All that said, I’m not sure that I agree with the paper’s conclusions, starting with the assertion that the adaptive management would have gone more swimmingly had Congress not “abdicated its responsibility to provide clear guidance regarding the relative priority of competing resource goals and the importance of various program components.”
It merits mentioning here that the lead author, Lawrence Susskind, is also co-author of “The Cure for our Broken Political Process: How We Can Get Our Politicians to Resolve the Issues Tearing Our Country Apart.” Once the nation’s voters and politicians read his book, and reform, he may have a point about how Congress simply failed to task everyone adroitly while divided by regional interests and dancing on the moving ball of history. Until then, I, personally, am not counting on Congress to lead Interior as to how to best manage water.

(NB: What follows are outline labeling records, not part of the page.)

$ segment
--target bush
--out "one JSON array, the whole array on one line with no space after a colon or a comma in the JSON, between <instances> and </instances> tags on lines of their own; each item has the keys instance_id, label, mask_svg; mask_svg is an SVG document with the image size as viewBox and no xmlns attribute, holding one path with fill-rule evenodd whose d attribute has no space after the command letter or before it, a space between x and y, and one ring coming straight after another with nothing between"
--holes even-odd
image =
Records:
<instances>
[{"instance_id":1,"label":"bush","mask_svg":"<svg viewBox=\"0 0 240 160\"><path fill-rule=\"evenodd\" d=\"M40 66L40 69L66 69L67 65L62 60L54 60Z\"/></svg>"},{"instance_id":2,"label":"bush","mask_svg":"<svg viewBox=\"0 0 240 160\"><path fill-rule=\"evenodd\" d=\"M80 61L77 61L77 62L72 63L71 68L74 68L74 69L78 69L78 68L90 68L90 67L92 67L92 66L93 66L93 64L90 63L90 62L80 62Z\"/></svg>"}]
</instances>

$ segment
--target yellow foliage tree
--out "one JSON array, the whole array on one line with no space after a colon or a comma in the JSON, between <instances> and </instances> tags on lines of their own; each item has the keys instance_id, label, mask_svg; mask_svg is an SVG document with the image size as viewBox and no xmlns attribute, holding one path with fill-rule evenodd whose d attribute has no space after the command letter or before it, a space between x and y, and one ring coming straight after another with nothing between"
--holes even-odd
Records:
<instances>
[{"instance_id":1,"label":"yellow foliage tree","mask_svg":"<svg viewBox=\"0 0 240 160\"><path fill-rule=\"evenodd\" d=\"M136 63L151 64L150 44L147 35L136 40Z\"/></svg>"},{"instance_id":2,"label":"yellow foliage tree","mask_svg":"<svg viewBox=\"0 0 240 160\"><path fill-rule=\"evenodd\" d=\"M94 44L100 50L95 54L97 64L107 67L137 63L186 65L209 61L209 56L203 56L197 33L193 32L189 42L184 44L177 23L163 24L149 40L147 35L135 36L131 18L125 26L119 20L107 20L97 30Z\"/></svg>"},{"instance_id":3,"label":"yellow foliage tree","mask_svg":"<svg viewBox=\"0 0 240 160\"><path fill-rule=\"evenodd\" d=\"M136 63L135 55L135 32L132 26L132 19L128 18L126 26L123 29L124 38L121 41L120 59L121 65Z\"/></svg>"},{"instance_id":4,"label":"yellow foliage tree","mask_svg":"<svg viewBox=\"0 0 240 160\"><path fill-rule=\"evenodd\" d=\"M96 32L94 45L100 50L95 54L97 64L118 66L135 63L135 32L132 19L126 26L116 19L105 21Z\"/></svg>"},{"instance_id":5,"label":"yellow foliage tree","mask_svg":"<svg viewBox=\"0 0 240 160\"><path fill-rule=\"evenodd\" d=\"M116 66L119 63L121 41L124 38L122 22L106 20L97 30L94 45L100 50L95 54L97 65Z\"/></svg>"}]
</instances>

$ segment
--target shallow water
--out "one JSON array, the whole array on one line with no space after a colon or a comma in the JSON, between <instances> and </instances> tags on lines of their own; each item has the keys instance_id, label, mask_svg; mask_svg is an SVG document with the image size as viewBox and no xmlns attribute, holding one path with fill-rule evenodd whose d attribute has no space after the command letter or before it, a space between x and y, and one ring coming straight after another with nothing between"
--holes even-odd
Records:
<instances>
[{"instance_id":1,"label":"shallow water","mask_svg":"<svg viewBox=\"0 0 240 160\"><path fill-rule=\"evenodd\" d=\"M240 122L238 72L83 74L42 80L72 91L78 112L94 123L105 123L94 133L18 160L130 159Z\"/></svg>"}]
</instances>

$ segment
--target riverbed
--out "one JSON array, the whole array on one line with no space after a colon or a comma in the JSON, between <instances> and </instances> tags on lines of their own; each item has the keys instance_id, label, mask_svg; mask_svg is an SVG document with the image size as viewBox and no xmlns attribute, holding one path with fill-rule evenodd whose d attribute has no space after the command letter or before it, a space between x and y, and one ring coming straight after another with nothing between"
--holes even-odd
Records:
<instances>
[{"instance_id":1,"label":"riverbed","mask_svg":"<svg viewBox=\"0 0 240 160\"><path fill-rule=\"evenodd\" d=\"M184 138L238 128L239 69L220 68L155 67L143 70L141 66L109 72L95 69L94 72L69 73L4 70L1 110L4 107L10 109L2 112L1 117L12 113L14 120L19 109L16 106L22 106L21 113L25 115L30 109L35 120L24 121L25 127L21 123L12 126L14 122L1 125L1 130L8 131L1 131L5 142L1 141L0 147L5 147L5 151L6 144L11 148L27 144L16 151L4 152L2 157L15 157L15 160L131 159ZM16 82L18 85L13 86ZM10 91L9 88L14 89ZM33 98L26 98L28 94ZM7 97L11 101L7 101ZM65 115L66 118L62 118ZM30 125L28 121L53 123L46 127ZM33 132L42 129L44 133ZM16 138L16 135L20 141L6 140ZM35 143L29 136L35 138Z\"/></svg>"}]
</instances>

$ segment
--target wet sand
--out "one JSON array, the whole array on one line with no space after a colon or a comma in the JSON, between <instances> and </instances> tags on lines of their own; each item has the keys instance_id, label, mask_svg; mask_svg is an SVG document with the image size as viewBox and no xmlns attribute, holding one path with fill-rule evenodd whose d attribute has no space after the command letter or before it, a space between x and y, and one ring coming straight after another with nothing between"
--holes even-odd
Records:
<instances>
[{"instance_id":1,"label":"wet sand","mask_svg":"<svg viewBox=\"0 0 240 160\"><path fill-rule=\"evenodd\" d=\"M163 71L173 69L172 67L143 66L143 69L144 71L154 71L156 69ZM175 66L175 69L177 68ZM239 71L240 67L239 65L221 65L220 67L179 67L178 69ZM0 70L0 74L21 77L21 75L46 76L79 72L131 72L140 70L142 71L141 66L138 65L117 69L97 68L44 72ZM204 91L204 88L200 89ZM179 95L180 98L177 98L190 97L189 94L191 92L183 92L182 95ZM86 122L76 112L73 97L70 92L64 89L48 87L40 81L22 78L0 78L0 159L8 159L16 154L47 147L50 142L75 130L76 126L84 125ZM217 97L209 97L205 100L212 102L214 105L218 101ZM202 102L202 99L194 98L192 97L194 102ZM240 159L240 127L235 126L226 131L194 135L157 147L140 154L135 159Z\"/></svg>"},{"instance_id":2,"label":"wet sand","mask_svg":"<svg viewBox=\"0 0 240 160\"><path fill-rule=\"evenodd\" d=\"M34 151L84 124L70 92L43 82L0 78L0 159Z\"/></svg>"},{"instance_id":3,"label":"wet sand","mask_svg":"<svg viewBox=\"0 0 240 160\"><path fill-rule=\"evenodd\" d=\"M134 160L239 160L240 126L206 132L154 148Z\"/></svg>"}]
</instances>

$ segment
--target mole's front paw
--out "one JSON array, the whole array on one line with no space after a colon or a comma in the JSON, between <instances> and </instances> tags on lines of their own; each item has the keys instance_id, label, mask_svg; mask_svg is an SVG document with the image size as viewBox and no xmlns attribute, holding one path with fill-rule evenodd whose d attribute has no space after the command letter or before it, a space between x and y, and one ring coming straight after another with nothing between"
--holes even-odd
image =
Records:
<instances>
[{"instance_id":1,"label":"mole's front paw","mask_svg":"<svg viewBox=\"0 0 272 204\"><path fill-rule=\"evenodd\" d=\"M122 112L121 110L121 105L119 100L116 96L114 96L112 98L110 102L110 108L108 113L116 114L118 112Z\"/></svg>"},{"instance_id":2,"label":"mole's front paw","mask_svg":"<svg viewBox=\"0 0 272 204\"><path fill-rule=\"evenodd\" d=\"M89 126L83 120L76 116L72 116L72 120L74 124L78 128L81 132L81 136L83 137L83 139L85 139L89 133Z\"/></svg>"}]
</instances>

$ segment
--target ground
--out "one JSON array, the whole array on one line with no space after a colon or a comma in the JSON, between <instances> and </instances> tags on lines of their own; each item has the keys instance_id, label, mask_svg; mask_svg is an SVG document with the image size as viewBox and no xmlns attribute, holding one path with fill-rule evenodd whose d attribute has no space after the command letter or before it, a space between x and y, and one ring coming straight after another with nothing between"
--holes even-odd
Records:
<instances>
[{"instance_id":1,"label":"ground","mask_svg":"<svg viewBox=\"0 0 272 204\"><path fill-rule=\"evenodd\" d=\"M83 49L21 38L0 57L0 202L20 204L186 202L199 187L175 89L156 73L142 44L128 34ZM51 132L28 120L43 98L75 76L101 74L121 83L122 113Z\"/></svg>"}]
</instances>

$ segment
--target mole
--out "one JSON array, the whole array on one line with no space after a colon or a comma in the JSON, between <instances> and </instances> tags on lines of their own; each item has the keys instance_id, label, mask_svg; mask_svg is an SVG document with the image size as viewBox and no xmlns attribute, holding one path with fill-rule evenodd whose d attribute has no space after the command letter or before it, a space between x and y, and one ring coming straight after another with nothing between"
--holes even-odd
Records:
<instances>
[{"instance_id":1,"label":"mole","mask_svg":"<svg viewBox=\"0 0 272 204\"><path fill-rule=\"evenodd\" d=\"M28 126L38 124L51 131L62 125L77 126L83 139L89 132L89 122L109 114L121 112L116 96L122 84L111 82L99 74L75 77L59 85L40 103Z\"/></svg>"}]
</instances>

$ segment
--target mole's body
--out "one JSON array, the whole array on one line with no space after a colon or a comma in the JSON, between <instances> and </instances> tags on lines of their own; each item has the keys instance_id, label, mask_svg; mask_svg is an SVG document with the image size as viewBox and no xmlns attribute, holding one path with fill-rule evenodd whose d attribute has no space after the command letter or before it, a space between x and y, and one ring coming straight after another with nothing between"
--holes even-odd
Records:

Nor am I sold on the assertion from Susskind et al that Interior failed on the stakeholder mollification front. Having checked in on a posse of Reclamation people as they sought public comment by lugging a draft Environmental Impact study for the Colorado’s current operating procedures around the Southwest in 2007, I could not fault them for outreach. These Interior ambassadors took water studies to the public, but the public did not drink. These highly caffeinated Interior consensus builders could have been home with their significant others, but instead they were on the road and the meeting rooms set up for them in Las Vegas, Albuquerque, Salt Lake City and so on were so empty that they could have cleared chairs and played tennis.
Other games would have been difficult for lack of numbers.
That’s not to say that there aren’t enough people in the seven states on the Colorado River system with opinions about water to fill an auditorium. It’s just that these varied stakeholders don’t necessarily show up for presentations by the Bureau of Reclamation when they think their best chance of getting what they want is a lawsuit, or some other way of remote-bitching. And they might be right.
But back to this paper. I’m also particularly unconvinced that, as the authors suggest, closer attention to the Consensus Building Handbook (which happens to be co-authored by Susskind), would have resulted in a better outcome for the Glen Canyon Adaptive Management Program. The ironic aspect is that one of the things that leads me to believe this is how thoroughly Susskind himself catalogs the number of conflicts that pile up behind the concrete when a dam is built.